Ten days after Google announced the integration of ten new African languages into its automatic translator Google Translate, the American company has put them online. Wolof and Fula are not concerned.
24 new languages have been added by Google to its automatic translator Google Translate. Among them, 10 are African. An important novelty, because it will allow the translation of entire sites into Lingala, Twi, Tigrinya, Sepedi, Oromo, Bambara, Luganda, Krio, Luganda and Tsonga. Or, more simply, to learn local languages for natives of several African countries.
According to Google project manager Isaac Caswell, one of the goals of these additions is "to support native languages, often overlooked by technology." “Until a few years ago, it was not technologically possible to add languages like these, which are called 'weak resource'. Which means there aren't a lot of textual resources,” says the engineer.
Indeed, it is thanks to the new Zero-shot Neural Machine Translation (NMT) artificial intelligence technology that translation software can now support languages little used on the Internet, and little documented in general. We notice it with Google Translate, however, the translations improve especially with the participation of the users. Linguists note many faults with the 24 new languages translated, of course. But even for neo-Latin languages, the automatic translation process is not yet complete either. Still, Google Translate was put online in 2006, and since then, translation has improved a lot.

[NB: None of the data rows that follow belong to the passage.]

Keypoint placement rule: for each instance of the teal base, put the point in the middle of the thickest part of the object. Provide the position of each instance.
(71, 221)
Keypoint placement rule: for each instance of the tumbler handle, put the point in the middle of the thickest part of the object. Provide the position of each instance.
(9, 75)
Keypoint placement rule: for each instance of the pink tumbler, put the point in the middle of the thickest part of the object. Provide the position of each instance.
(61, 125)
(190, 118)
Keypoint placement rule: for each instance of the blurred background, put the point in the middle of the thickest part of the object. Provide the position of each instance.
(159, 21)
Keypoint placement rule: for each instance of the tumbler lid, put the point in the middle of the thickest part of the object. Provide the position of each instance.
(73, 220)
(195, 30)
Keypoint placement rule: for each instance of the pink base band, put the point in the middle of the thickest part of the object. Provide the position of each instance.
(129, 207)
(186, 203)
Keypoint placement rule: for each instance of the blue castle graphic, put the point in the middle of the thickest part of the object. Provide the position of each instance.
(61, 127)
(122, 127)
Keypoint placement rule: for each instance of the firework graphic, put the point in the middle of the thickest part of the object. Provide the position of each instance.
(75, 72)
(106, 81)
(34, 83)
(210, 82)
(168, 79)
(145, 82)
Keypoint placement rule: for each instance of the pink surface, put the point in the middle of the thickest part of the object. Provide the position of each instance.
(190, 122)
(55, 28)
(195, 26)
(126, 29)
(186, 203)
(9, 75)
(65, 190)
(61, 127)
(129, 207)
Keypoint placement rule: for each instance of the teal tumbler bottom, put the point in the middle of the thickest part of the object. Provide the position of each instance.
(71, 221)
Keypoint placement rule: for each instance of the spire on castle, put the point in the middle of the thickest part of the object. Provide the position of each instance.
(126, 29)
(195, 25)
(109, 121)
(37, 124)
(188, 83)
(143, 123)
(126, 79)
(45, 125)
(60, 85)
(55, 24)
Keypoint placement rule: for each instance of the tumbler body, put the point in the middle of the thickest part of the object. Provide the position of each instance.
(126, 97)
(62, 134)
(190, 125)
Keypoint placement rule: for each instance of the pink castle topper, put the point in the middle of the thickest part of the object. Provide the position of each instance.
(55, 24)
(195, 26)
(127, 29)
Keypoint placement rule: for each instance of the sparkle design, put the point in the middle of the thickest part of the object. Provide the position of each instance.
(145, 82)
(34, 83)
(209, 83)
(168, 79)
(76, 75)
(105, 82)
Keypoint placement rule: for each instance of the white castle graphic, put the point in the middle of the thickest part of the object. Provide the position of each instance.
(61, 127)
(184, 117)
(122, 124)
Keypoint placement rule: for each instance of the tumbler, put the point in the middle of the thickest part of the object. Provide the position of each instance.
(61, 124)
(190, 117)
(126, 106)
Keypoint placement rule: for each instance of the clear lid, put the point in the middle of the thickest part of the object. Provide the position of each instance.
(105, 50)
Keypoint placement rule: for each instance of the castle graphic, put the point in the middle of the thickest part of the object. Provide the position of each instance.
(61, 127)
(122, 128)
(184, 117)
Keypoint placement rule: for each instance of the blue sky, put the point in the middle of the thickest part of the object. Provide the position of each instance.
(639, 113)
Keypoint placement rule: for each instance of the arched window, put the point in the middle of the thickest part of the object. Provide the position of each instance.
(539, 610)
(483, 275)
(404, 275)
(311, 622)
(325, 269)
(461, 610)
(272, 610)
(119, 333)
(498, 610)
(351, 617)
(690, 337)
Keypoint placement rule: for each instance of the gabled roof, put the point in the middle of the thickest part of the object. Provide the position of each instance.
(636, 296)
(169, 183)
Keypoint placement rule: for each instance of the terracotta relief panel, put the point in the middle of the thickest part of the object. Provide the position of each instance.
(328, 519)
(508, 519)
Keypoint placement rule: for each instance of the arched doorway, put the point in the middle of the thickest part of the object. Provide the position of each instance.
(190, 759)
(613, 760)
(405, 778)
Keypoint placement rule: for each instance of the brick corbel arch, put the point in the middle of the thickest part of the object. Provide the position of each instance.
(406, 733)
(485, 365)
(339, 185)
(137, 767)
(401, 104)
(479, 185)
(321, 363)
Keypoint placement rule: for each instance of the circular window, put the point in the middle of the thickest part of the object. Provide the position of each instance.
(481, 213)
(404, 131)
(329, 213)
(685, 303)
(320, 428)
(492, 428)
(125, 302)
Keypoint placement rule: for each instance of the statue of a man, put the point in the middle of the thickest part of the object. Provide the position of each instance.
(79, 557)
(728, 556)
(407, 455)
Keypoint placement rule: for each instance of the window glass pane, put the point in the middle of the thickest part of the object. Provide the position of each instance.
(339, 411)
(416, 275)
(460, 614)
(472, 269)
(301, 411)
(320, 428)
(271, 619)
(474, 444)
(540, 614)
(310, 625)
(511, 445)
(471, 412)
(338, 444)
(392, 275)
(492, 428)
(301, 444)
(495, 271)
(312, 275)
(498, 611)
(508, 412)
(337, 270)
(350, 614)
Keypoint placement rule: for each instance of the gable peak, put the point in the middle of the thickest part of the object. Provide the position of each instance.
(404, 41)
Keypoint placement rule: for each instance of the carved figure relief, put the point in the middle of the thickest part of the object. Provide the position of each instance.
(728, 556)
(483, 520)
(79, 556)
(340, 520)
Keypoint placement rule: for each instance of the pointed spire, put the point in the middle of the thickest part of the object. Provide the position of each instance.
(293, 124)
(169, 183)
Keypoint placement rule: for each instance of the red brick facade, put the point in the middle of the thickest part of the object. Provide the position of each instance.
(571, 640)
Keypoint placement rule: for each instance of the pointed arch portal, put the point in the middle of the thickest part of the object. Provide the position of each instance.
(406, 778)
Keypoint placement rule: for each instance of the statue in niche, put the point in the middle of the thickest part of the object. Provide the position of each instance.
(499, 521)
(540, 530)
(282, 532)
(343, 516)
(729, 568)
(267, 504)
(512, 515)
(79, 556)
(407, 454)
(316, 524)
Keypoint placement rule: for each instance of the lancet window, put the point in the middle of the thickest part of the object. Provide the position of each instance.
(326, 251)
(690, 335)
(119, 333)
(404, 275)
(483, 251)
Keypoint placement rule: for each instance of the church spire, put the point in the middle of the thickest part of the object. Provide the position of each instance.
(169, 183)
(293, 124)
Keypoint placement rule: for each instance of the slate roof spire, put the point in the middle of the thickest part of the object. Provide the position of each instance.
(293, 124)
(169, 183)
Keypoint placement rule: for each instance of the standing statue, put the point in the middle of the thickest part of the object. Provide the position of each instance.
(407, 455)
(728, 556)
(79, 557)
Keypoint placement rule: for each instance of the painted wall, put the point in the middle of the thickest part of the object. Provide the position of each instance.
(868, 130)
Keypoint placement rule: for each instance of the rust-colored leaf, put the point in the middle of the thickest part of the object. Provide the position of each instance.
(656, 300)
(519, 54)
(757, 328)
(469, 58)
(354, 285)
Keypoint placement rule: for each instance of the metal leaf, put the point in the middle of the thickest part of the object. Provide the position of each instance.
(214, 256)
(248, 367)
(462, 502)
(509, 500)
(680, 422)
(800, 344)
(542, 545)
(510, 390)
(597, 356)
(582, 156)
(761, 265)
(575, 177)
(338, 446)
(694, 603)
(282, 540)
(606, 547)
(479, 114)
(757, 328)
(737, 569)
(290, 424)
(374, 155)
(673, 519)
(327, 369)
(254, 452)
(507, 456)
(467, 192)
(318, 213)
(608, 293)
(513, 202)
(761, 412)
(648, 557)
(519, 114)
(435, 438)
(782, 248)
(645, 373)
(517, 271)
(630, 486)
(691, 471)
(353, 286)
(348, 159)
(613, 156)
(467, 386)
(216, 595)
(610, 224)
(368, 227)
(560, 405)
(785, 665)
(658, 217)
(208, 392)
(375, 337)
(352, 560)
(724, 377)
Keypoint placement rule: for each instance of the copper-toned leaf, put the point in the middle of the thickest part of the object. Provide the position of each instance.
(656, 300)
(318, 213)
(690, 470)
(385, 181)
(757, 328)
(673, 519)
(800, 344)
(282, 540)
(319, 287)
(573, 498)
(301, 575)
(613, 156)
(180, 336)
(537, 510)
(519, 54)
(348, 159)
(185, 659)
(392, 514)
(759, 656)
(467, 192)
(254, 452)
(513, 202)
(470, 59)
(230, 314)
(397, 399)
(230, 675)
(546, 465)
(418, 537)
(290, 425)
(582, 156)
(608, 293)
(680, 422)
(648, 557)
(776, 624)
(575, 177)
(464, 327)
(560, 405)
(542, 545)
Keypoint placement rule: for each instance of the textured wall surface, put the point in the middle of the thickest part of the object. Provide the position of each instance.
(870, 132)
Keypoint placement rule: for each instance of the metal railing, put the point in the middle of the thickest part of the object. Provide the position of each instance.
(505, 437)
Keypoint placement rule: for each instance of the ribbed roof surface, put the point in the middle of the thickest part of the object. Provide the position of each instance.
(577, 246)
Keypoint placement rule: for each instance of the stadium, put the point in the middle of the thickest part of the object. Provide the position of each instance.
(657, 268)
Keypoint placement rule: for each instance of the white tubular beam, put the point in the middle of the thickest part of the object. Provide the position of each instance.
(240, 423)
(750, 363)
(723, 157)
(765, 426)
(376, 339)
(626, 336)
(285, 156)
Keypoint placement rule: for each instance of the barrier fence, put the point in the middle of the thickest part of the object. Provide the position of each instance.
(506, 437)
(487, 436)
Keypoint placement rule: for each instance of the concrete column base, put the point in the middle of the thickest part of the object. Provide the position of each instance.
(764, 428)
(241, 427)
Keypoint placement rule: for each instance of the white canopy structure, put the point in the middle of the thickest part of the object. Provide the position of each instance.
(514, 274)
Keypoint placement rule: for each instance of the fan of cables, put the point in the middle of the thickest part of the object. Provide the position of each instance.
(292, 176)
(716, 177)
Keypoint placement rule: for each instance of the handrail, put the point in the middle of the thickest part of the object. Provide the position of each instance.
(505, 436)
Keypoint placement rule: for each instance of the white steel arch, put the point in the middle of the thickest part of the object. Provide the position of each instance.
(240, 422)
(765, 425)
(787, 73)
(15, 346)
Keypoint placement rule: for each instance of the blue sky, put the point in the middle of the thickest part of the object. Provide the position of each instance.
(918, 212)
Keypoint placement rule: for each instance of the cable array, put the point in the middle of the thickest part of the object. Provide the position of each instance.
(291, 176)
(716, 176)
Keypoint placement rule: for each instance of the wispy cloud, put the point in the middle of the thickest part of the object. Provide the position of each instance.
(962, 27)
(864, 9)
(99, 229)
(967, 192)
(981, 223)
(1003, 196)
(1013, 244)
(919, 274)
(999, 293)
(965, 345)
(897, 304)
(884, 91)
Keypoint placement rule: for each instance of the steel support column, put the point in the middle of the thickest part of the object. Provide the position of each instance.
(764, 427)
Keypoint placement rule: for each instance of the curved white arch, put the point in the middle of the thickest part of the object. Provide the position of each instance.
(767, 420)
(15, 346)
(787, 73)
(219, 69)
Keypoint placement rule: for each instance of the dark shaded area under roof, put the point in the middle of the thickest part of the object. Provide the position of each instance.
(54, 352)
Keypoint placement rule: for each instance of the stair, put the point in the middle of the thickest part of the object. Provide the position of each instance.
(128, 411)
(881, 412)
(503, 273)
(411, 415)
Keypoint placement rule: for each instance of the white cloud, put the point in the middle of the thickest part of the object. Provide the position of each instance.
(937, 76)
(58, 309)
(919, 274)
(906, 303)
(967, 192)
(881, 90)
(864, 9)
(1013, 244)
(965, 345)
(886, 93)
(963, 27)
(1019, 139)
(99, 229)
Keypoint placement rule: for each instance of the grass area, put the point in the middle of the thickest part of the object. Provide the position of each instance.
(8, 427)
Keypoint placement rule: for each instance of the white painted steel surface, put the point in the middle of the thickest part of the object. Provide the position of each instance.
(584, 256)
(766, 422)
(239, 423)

Fula and Wolof, Google's forgotten greats
But Google's choice of selected African languages poses a problem. Because since the invention by Google of Zero-shot NMT, the problem of the written sources of a language no longer arises. Lingala, Luganda, Bambara, Oromo, Ewe and Twi are widely spoken languages in Africa and on the internet. But on the other hand, Tsonga and Krio have far fewer users than Fula or Wolof.
In absolute terms, native West African languages are among the few languages for which there is no automatic translator. If the objective criteria for which a language is chosen by Google are demographics and connectivity, Fula and Wolof seem to be ignored by linguists and developers.
Beyond the African languages added by Google Translate, some supported Asian and Latin American languages only have a few thousand users. Sanskrit, for example, is spoken by only 20 people in one part of India. Dhivehi, the language of the Maldives, is spoken by only 000 people. Other languages chosen by Google only have 300-000 million native users. And most are not written languages, and lack as much – probably more – resources than Fula and Wolof. Among the 2 languages added by Google Translate, too, 3 languages represent, cumulatively, 24 million practitioners, against 15 million for Fula alone.
As for connectivity, a Harvard University database shows that 62% of Fula-speaking users use the internet. For Wolof, this rate rises to 80% and represents 16,5 million people.